Statement by the President on the Economic Situation.

February 12, 1958

YESTERDAY the Departments of Labor and Commerce published figures for January on employment and unemployment. They indicate that the current falling off in the economy is sharper than usual for this time of year.

All of us are deeply concerned over the hardships that these figures record for the families of the additional breadwinners temporarily out of work, and those that have gone on a shortened work week. I know that we are concerned, too, with the loss of production involved and the pressure this puts on many businesses across the land. While these developments reflect important features of our present economic situation, they must be seen in perspective as we look ahead.

From the best advice I can get, and on my own study of the facts regularly placed before me, I believe that we have had most of our bad news on the unemployment front. I am convinced that we are not facing a prolonged downswing in activity. Every indication is that March will commence to see the start of a pickup in job opportunities. That should mark the beginning of the end of the downturn in our economy, provided we apply ourselves with confidence to the job ahead. As Americans we have a responsibility to work toward the early resumption of sound growth in our economy.

I have confidence in the recovery of our economy later this year for two reasons.

First, it is my conviction that the underlying forces of growth remain strong and undiminished. As a Nation, we must provide the needs of a population growing at a rate of three million a year. Billions of dollars are being spent every year on research and development that will mean new products and new jobs. Overseas economic development will provide growing markets for our resources. The future will belong, not to the faint-hearted, but to those who believe in it and prepare for it.

Second, the firm policy of the Government is to foster this recovery in every sound way. I am making sure that we will go forward on every practical avenue of action. Some steps have already been taken; others are under administrative review; still others are before Congress in the form of requests for legislation.

To dispel false impressions and to make dear the activities of this Administration in these fields, I am releasing today a Fact Paper setting forth programs and policies bearing on the current economic situation.
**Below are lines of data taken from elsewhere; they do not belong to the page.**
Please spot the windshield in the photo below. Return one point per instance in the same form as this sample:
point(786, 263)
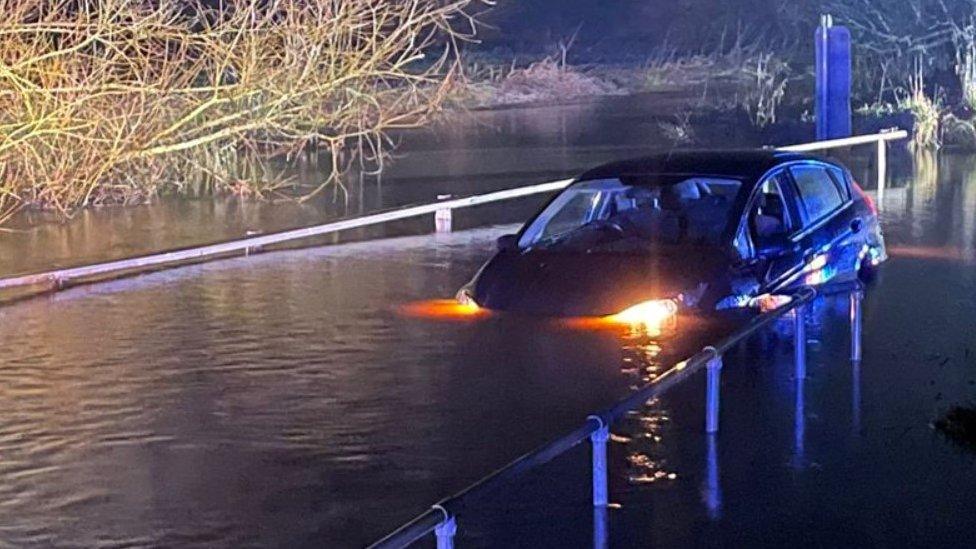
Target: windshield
point(646, 211)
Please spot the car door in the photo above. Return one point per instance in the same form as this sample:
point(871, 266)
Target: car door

They include action in recent months by the Federal Reserve System to ease credit, with dramatic results already achieved in a greater availability of credit and lower borrowing costs. Steps have been taken, going back to last August, to stimulate homebuilding, even though we were disappointed by the failure of the Congress to authorize interest rates that would attract mortgage money into many phases of home construction. They also include sharply stepped-up expenditures on the national highway building program, an increase in activity under the urban renewal program, and a sharp increase in the first half of this year in the rate at which defense procurement contracts will be placed with private industry.

These and other programs and proposals are outlined in the Fact Paper. If other measures are needed, I assure you they will be proposed--and in time. For example, for some time now the Administration has been engaged in systematic and comprehensive planning for expansion and modernization of public works and buildings, all of these useful public projects to be taken off the shelf when they could most appropriately be undertaken. Yesterday I directed the Postmaster General to present to the Congress a $2 billion program for modernization during the next 3-5 years of Post Office buildings and equipment throughout the country.

In all these matters of Government policy it is well to remember that with an economy as complex as ours, it is necessary not only to avoid the taking of wrong steps but confidently take the right ones. This we propose to do.

Note: The Fact Paper referred to by the President was released with his statement.